KZYN
- Toquerville, Utah; United States;
- Broadcast area: St. George, Utah Mesquite, Nevada Bunkerville, Nevada
- Frequency: 104.1 MHz
- Branding: 104.1 Jack FM

Programming
- Format: Adult hits
- Network: Jack FM
- Affiliations: Compass Media Networks

Ownership
- Owner: Redrock Media; (Redrock Broadcasting, Inc.);
- Sister stations: KCAY, KUTQ, KURR, KRQX-FM

History
- First air date: 2015 (as KSGX)
- Former call signs: KSGX (2015–2018)
- Call sign meaning: Zion National Park (former branding)

Technical information
- Licensing authority: FCC
- Facility ID: 198815
- Class: C1
- ERP: 14,000 watts
- HAAT: 610 meters (2,000 ft)
- Transmitter coordinates: 36°50′48″N 113°29′28″W﻿ / ﻿36.84667°N 113.49111°W
- Translator: 100.7 MHz K264DD (Cedar City)

Links
- Public license information: Public file; LMS;
- Webcast: Listen Live
- Website: 1041jackfm.net

= KZYN =

Radio station in Toquerville, Utah

KZYN (104.1 FM, "104.1 Jack FM") is a radio station licensed to Toquerville, Utah.

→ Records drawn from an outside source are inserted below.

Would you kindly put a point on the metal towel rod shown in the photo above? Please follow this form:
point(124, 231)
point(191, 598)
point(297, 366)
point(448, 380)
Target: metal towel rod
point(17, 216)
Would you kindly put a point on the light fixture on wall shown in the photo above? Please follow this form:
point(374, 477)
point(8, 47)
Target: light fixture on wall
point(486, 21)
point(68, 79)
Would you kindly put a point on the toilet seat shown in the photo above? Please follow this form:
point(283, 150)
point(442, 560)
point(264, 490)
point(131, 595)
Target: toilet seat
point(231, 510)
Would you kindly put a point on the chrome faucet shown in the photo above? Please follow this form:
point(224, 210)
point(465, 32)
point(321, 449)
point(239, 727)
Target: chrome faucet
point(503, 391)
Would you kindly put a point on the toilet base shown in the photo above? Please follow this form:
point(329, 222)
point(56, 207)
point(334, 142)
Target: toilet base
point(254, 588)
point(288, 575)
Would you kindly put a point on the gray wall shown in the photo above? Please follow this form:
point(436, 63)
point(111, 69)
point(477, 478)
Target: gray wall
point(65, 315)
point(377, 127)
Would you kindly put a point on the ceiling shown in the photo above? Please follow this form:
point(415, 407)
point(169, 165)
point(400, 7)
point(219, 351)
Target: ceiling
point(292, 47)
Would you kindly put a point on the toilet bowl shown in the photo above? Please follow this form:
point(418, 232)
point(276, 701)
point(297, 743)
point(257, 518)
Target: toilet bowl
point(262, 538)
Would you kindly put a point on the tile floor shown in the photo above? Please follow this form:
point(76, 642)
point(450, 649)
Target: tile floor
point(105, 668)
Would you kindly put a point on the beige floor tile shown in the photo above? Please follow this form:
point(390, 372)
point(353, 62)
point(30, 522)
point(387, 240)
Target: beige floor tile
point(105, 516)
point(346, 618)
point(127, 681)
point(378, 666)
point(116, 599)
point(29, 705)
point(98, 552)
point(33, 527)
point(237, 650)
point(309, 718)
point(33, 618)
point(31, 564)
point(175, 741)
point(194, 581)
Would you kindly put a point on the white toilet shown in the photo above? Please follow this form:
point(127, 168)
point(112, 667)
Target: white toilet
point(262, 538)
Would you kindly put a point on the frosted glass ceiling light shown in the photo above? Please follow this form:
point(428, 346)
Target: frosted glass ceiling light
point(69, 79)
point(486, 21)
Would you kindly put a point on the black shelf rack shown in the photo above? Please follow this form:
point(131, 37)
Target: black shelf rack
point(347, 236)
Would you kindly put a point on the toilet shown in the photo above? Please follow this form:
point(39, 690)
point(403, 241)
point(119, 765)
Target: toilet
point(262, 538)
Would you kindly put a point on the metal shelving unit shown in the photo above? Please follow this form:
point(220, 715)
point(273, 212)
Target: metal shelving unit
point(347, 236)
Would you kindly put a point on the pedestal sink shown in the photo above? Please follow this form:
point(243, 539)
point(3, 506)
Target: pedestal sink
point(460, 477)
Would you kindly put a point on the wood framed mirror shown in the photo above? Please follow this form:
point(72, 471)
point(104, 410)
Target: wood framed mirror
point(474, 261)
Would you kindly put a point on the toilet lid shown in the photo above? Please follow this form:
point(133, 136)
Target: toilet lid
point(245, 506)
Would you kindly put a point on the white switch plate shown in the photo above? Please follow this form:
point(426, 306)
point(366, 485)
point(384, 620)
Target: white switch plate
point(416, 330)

Owned by Redrock Media, it broadcasts an adult hits format serving the St. George, Utah region.

==History==
The station was assigned the KSGX call letters by the Federal Communications Commission on November 17, 2015.

On November 13, 2018, the station officially launched as adult album alternative Zion 104.1, adopting the call letters KZYN.

On April 6, 2026, KZYN flipped to adult hits as 104.1 Jack FM.